Omgekeerd: seksuele metaforen van niet-seksuele zaken

  • "emmeren": zeuren. Oorspronkelijk verwees het mogelijk naar het al staande op een emmer seks hebben met een dier, een praktijk die naar verluidt onder huzaren voorkwam, of komt het van het scheldwoord emmer (hoer)[62]
  • "flikkerknikker", "flikkertikker", "potenrammer": iemand die antihomoseksueel geweld pleegt
  • "geiten"- of "schapenneuker": scheldwoord voor een mannelijke moslim
  • "pratende kut", "befbezem", “klapwiekende horizontale vagina”, “kuttenlikker": een ringbaard
  • "neukteugels": bakkebaarden / vetrolletjes boven de heupen
  • "kuttenlikker", "beftekkel": een klein hondje
  • "kuttenborstel", "kutkietelaar": man met snor
  • "iemand op zijn pik trappen": iemand beledigen
  • "iemand verneuken", "iemand besodemieteren" of "iemand naaien": iemand bedriegen, verraden of in de steek laten
  • "incestueuze praktijken": (ongeoorloofde) transacties of wederzijdse bevoordeling tussen telkens weer dezelfde partijen of familieleden, of het in zaken of politiek bevoordelen van de eigen familie (nepotisme)

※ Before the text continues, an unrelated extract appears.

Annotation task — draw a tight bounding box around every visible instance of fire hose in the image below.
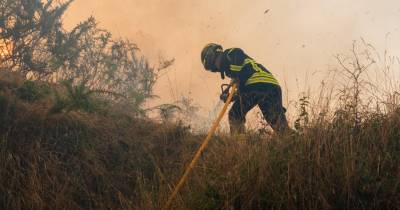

  • "neuken", "peukneuken", "overneuken": het aansteken van je sigaret met die van een ander
  • "verneuken", "verkloten": verzieken, verpesten, iets fout doen
  • "mierenneuken" of "kommaneuken": (langdurig) moeilijk doen over iets onzinnigs of nutteloos, muggenziften
  • "regelneuker" of "staatshoer": iemand die erg op zijn (ambtelijke) strepen staat (parkeerwachter, agent, belastinginspecteur), en die voor het allerminste een boete uitschrijft
  • "bitneuker": een computernerd
  • "ouwehoeren", "lullen": kletsen
  • "flauwekul": onzin (kul is een oud Nederlands woord voor balzak of penis)
  • "voor lul staan", "voor paal staan": voor gek staan
  • "kut", "kut met peren", "lullig", "klote", "zakkerig": slecht, onaardig, onethisch, benedenmaats.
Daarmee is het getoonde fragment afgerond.